Mercredi 18 février, la capitale N’Djamena a été le cadre d’un moment déterminant pour l’avenir du pays : le coup d’envoi officiel d’un projet ambitieux dédié au désengagement, à la dissociation, à la réintégration et à la réconciliation des anciens associés de groupes extrémistes violents.
Un intitulé long, certes, mais révélateur d’un objectif essentiel : contribuer à refermer, un pas après l’autre, les blessures de l’instabilité.
La cérémonie, pensée dans la sobriété mais lourde de sens, était présidée par Abdoulaye Mbodou Mbami, ministre de la Fonction publique et du Dialogue social, qui dirige également la Commission nationale de pilotage du programme DDRR.
À ses côtés, deux voix majeures du système onusien :
— Francois Batalingaya, Coordonnateur résident de United Nations Chad ;
— Sylvia Ekra, Directrice régionale de IOM – UN Migration pour l’Afrique de l’Ouest et du Centre.
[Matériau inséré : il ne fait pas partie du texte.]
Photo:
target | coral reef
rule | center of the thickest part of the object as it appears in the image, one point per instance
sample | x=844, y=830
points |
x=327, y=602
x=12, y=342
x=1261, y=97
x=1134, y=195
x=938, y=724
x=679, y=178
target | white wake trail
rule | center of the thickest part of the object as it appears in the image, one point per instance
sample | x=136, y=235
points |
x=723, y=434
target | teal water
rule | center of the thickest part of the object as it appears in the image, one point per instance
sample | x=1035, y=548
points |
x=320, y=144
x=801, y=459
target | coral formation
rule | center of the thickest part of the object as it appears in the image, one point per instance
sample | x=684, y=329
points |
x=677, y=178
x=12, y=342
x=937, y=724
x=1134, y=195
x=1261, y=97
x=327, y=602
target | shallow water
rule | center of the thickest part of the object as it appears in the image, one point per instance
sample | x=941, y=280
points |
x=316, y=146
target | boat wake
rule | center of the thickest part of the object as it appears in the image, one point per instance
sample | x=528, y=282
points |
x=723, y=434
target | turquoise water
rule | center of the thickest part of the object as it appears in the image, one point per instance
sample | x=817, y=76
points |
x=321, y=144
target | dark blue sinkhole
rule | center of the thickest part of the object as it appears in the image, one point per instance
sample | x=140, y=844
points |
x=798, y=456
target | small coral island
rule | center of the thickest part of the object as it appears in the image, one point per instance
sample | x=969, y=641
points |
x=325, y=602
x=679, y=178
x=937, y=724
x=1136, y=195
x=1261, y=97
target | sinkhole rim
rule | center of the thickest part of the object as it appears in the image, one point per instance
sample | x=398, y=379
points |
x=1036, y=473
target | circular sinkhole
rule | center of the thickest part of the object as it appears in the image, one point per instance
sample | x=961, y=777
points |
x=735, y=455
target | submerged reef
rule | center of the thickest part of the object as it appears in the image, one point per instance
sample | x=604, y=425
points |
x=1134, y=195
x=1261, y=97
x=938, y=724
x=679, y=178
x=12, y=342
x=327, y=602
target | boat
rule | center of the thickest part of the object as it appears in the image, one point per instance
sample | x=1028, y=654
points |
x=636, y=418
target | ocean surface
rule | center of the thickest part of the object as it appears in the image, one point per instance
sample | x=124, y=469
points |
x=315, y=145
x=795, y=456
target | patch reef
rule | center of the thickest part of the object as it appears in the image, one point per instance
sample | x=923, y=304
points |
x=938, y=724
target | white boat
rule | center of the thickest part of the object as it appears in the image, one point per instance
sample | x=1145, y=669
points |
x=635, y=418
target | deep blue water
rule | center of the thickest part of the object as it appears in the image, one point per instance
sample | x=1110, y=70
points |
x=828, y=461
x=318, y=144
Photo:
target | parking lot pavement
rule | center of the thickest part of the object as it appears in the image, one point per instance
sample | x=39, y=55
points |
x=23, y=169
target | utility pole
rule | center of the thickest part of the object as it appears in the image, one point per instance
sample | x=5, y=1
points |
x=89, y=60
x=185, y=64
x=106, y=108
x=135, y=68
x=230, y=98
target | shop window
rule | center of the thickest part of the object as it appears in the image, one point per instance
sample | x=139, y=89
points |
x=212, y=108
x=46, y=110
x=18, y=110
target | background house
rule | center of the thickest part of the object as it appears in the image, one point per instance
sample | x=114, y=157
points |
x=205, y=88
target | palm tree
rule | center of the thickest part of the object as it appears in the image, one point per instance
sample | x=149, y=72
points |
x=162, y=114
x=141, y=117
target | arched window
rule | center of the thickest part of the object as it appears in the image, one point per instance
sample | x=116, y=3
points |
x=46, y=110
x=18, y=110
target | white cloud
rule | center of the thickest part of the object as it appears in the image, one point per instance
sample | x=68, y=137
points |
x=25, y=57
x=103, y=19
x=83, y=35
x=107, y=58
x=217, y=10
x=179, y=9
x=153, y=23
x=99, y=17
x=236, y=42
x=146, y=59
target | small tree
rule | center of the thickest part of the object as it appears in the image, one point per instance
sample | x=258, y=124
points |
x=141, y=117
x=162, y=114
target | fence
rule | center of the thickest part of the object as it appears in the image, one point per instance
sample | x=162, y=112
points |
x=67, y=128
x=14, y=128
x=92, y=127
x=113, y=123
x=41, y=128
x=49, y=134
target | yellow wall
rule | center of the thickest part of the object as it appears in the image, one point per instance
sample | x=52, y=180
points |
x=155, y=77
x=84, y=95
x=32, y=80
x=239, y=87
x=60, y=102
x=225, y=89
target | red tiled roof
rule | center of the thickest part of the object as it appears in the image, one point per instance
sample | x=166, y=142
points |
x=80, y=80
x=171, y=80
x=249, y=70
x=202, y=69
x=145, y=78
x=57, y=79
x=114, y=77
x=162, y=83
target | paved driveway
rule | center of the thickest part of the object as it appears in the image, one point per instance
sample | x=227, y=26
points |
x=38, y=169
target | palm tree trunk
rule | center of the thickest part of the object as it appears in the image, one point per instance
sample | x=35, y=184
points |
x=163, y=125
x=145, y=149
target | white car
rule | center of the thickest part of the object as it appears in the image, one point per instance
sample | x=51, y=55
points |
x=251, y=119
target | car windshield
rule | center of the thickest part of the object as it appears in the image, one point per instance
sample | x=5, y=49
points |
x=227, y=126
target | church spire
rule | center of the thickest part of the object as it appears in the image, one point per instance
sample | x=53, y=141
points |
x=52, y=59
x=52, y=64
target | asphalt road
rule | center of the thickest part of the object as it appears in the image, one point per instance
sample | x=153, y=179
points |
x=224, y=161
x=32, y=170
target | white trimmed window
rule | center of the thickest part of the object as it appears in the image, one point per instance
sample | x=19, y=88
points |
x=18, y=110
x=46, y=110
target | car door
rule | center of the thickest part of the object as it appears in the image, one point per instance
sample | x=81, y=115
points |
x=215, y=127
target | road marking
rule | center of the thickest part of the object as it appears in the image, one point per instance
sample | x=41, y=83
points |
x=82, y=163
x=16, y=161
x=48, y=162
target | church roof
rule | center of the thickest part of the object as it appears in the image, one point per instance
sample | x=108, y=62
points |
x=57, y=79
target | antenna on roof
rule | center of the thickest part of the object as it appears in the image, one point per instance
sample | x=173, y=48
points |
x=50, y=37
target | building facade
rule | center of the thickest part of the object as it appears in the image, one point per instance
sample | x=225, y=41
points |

Leur présence conjointe illustre une conviction partagée : la paix ne se décrète pas, elle se construit ensemble les communautés, les institutions et les partenaires internationaux.
Autour d’eux, diplomates, autorités administratives et coutumières, ainsi que leaders communautaires ont répondu présents. Tous réunis pour acter les premières pierres d’une coordination qui se veut inclusive, pragmatique et résolument tournée vers les solutions.
Ce projet se présente comme une plateforme d’actions convergentes destinée à accompagner les anciens associés de groupes extrémistes dans un retour sécurisé, digne et durable au sein de leurs communautés.
Un défi sensible, dans un contexte où chaque mécanisme de réintégration peut influencer l’équilibre social.
Longtemps éprouvée, la Province du Lac occupe une place centrale dans cette initiative.
L’objectif : renforcer la paix, la cohésion sociale et prévenir la reprise des violences, en donnant aux acteurs locaux les outils nécessaires pour retisser la confiance et reconstruire les liens rompus par des années de tensions.
Ce lancement dépasse le simple protocole. Il incarne une orientation politique claire :
le Tchad fait le choix du dialogue plutôt que de l’exclusion, de la reconstruction plutôt que de la rupture.
Dans un contexte mondial où la radicalisation se nourrit des fractures sociales, ce projet vise justement à les combler.
Alors, ce 18 février pourrait-il devenir l’un de ces jours discrets qui marquent le début d’un changement profond ?
Pour beaucoup, l’espoir est permis. Pour les communautés du Lac, il est déjà en marche.